6 Il va s'ensuivre un autre dommage : celui de juger défavorablement ceux qui ne suivent pas ce chemin, et qui sont pourtant plus saints que nous ; mais comme ils abordent les autres sans pusillanimité - afin de leur être utiles -, nous les traitons immédiatement d'imparfaits S'ils laissent paraître une sainte joie, nous n'y voyons que laisser-aller, surtout nous, pauvres femmes qui, faute de science, ignorons ce qui peut se faire sans péché. C'est une chose très dangereuse, car on est dans une tentation continuelle, on n'y voit pas clair, et on fait tort au prochain.

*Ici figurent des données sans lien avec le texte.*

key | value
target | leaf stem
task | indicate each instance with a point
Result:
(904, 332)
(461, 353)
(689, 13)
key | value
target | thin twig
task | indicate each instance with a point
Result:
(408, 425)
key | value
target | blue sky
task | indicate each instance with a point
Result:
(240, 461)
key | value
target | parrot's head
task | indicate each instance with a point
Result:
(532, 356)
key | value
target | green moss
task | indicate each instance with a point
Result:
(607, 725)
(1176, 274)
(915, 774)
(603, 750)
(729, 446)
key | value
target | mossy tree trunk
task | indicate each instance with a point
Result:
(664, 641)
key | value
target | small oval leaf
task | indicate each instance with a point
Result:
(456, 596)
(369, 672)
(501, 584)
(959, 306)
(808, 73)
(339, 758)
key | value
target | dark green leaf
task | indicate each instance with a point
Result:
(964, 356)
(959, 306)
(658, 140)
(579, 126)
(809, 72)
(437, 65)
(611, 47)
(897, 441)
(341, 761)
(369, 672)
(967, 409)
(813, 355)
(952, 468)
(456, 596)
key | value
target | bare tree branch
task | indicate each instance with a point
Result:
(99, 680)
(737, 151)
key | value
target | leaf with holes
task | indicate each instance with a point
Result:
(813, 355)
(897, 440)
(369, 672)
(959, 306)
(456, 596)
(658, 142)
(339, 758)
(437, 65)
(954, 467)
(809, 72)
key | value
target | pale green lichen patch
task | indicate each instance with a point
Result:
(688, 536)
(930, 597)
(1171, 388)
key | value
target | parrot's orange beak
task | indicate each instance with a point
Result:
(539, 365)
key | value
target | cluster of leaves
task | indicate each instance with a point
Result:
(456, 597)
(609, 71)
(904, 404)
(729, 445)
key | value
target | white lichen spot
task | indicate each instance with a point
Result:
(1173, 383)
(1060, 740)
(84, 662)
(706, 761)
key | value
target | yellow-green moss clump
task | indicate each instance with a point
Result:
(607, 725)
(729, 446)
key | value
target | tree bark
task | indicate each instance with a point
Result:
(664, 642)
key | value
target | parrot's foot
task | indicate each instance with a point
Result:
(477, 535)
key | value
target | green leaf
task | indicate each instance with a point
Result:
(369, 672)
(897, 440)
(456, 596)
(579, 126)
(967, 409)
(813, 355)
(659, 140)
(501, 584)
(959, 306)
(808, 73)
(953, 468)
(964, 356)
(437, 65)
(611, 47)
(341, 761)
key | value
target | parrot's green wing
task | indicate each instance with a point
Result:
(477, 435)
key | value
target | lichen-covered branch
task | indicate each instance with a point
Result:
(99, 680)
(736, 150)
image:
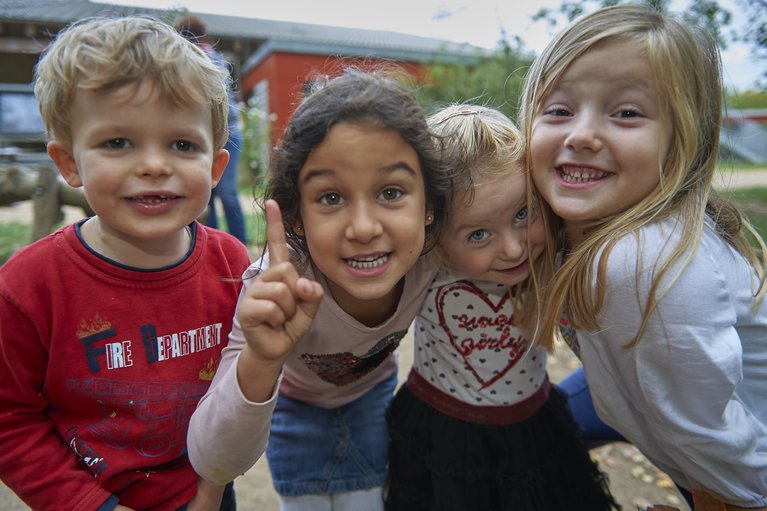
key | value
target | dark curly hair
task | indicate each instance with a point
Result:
(370, 97)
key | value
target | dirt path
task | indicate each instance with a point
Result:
(633, 480)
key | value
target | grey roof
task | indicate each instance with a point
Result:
(285, 35)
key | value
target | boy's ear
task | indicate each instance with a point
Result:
(65, 162)
(429, 216)
(219, 165)
(298, 227)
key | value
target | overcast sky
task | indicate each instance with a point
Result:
(479, 22)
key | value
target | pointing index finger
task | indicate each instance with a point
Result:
(275, 234)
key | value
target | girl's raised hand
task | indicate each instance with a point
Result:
(274, 312)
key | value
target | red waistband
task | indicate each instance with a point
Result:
(489, 415)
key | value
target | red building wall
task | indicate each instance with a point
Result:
(286, 74)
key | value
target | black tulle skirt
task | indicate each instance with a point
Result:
(437, 462)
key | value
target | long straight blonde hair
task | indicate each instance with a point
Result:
(686, 64)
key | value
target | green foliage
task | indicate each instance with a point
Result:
(706, 13)
(495, 80)
(748, 99)
(13, 236)
(254, 158)
(753, 203)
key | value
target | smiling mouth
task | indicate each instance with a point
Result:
(576, 175)
(153, 199)
(368, 263)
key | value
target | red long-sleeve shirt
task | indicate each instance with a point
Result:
(101, 367)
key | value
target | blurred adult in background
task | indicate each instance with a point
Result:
(193, 28)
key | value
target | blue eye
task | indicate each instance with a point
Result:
(478, 235)
(116, 143)
(183, 146)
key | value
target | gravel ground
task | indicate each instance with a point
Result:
(634, 481)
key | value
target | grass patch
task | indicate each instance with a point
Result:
(13, 236)
(753, 203)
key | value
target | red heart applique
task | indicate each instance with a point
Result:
(480, 332)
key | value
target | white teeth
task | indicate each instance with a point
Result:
(152, 200)
(581, 176)
(367, 263)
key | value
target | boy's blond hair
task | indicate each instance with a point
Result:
(104, 54)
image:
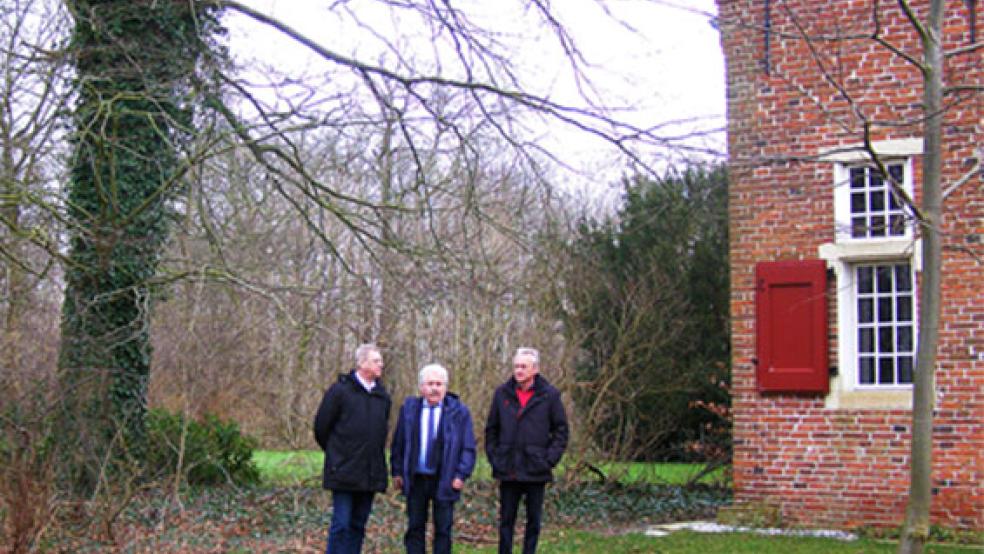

Enfin, il est très néfaste de croire que tous ceux qui ne suivent pas nos pas timorés ne sont pas en bon chemin. Il y a encore un autre inconvénient, c'est que, dans certains cas où vous auriez à parler et devriez parler, vous n'oserez le faire de crainte d'offenser Dieu, et vous direz du bien de ce que vous devriez avoir en horreur.